My approach to this question:
I tried the root test so far.
We know that $2^x>0~\forall x\in\mathbb{R}$, hence $\left|2^{-n-(-1)^n}\right|=2^{-n-(-1)^n}$ (I'm not so sure of this step.)
\begin{align*} \lim_{n\rightarrow\infty} \sqrt[n]{2^{-n-(-1)^n}}&=\lim_{n\rightarrow\infty} 2^{\frac{-n-(-1)^n}{n}} \\&=2^{\lim_{n\rightarrow\infty}\frac{-n-(-1)^n}{n}} \\&=2^{-1}=\frac{1}{2} \end{align*} Because $\frac{1}{2}<1$, therefore $\displaystyle \sum_{n=1}^\infty 2^{-n-(-1)^n}$ converges absolutely.

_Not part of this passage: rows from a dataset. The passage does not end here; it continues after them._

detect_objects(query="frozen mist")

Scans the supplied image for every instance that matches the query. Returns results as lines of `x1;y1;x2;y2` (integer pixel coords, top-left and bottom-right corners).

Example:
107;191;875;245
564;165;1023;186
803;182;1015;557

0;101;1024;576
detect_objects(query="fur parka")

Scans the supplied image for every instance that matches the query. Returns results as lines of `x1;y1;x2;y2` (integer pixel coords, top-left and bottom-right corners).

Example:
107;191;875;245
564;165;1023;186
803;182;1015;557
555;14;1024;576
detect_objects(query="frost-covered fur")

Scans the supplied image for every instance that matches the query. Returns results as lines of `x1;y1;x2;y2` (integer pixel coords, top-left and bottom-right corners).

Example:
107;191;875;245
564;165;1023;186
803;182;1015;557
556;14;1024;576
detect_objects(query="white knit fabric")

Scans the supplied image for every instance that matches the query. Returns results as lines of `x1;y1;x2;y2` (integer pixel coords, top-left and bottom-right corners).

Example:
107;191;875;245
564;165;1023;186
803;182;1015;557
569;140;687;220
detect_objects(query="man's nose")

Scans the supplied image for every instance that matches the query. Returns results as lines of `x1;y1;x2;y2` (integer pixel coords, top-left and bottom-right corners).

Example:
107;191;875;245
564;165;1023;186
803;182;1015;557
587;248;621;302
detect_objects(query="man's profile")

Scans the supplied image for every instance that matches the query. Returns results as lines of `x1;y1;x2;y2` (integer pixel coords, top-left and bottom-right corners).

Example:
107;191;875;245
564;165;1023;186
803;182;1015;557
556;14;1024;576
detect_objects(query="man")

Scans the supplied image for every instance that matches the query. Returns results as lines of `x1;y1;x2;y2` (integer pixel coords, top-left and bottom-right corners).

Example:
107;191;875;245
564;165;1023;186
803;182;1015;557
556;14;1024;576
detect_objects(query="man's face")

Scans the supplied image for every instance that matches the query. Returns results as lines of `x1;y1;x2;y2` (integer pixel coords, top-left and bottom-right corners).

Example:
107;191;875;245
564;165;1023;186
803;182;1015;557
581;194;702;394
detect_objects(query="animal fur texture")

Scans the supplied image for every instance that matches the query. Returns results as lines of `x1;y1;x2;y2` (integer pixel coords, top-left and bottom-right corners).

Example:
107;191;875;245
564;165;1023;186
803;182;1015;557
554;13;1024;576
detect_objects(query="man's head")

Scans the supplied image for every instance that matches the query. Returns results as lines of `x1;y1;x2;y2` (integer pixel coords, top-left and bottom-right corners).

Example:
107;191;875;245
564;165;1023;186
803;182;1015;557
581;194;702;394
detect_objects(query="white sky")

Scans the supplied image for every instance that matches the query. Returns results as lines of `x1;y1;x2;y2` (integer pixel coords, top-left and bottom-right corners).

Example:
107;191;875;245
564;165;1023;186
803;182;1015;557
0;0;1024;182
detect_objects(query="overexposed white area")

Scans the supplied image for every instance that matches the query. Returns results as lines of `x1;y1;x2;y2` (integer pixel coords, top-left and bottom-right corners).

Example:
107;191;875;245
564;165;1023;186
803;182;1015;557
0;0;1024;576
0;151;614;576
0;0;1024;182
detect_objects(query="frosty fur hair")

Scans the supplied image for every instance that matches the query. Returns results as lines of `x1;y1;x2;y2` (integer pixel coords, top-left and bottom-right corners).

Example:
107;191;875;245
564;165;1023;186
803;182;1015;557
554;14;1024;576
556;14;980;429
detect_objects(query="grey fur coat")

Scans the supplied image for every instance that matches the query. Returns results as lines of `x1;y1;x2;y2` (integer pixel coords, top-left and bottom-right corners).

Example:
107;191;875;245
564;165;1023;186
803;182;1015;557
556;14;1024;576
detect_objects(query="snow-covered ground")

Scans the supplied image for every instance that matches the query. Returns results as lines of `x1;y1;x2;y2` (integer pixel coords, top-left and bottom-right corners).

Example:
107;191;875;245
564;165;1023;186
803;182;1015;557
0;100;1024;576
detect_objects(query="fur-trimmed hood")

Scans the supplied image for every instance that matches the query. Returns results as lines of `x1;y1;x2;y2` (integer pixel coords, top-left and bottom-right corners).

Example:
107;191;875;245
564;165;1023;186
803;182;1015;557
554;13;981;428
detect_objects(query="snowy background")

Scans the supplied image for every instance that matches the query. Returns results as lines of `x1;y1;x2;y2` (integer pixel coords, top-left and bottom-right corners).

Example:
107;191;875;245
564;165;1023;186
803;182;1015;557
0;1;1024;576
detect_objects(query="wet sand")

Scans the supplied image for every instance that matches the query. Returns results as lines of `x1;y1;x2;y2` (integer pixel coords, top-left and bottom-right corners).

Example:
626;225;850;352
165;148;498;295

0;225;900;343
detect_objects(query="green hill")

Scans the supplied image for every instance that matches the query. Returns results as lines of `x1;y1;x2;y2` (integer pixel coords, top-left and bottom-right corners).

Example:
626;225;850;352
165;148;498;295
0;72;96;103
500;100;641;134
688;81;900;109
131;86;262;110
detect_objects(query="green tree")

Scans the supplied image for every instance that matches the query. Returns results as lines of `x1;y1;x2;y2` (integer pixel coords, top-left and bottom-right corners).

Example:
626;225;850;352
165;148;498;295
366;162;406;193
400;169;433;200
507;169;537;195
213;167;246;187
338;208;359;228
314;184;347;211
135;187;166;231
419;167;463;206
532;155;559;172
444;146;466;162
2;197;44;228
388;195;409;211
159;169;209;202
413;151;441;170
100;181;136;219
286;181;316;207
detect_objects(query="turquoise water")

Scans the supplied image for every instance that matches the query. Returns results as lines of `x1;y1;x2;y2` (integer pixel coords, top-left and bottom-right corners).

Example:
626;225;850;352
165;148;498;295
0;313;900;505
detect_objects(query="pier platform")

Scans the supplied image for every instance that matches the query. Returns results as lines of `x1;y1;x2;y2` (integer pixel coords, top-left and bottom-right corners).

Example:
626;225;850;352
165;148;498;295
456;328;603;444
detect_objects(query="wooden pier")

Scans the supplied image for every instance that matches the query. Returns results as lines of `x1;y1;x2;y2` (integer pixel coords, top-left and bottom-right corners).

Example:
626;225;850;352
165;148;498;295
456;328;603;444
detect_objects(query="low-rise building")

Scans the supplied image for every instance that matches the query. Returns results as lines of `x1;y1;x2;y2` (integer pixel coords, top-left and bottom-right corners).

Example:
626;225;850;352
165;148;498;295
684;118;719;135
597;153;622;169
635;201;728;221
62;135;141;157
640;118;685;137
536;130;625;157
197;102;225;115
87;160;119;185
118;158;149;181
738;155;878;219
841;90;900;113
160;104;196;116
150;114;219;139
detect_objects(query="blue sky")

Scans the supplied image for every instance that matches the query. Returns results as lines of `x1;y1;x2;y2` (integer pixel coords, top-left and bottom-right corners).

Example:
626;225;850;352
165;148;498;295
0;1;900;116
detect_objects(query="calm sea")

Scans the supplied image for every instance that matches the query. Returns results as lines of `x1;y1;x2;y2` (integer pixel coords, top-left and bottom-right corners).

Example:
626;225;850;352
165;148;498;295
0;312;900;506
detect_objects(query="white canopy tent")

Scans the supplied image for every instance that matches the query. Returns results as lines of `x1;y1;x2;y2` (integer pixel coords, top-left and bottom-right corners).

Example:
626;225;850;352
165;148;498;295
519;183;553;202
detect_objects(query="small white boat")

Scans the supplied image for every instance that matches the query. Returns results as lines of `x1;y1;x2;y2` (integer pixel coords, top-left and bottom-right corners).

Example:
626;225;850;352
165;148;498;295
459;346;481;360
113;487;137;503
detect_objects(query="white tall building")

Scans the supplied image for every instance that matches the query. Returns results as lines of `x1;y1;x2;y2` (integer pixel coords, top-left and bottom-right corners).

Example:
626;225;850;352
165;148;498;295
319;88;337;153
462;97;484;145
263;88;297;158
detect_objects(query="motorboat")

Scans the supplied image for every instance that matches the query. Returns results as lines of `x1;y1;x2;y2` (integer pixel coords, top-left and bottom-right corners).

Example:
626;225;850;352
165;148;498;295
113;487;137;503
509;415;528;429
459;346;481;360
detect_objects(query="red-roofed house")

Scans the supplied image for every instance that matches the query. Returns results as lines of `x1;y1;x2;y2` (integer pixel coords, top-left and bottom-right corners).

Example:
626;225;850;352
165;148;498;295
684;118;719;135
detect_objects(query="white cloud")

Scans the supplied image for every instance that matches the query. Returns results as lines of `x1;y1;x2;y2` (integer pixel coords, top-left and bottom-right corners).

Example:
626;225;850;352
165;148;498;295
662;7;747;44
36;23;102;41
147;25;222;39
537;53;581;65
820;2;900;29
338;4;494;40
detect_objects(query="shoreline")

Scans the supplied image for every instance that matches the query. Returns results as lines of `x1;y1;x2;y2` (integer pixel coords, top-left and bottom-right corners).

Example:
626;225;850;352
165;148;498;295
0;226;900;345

Someone please check my algebra.

Edit: I wanted to test for absolute / conditional convergence.
Corrected typos.

Answer 1

This is good. Easier is just to say $0 \lt 2^{-n-(-1)^n} \le 2^{-n+1}$ so $$\displaystyle \sum_{n=1}^\infty 2^{-n-(-1)^n}\le \displaystyle \sum_{n=1}^\infty 2^{-n+1}$$ which is a geometric series that we know converges, so the original series converges by the comparison test.

Answer 2

Another approach is to just compute the powers: $$\begin{array}{c|rr}n&1&2&3&4&5&6&7&8&9&10&\ldots\\\hline-n-(-1)^n&0&-3&-2&-5&-4&-7&-6&-9&-8&-11&\ldots\end{array}$$ So $$\sum_{n=1}^{\infty}2^{-n-(-1)^{n}}=-\frac12+\sum_{k=0}^{\infty}2^{-k}=-\frac12+\frac{1}{1-\frac12}=1.5$$

Answer 3

$\sum_{n=1}^\infty 2^{-n-(-1)^n} $

Sum to $2m$ terms:

$\begin{array}\\ s(2m) &=\sum_{n=1}^{2m}2^{-n-(-1)^n}\\ &=\sum_{n=1}^{m}\left(2^{-(2n-1)+1}+2^{-2n-1}\right)\\ &=\sum_{n=1}^{m}\left(2^{-2n+2}+2^{-2n-1}\right)\\ &=\sum_{n=1}^{m}2^{-2n}\left(2^{2}+2^{-1}\right)\\ &=\frac92\sum_{n=1}^{m}2^{-2n}\\ &=\frac92\sum_{n=1}^{m}4^{-n}\\ &=\frac92\dfrac{4^{-1}-4^{-n-1}}{1-1/4}\\ &=\frac92\dfrac{1-4^{-n}}{3}\\ &=\frac32(1-4^{-n})\\ &\to \frac32 \qquad\text{since all terms }\to 0\\ \end{array} $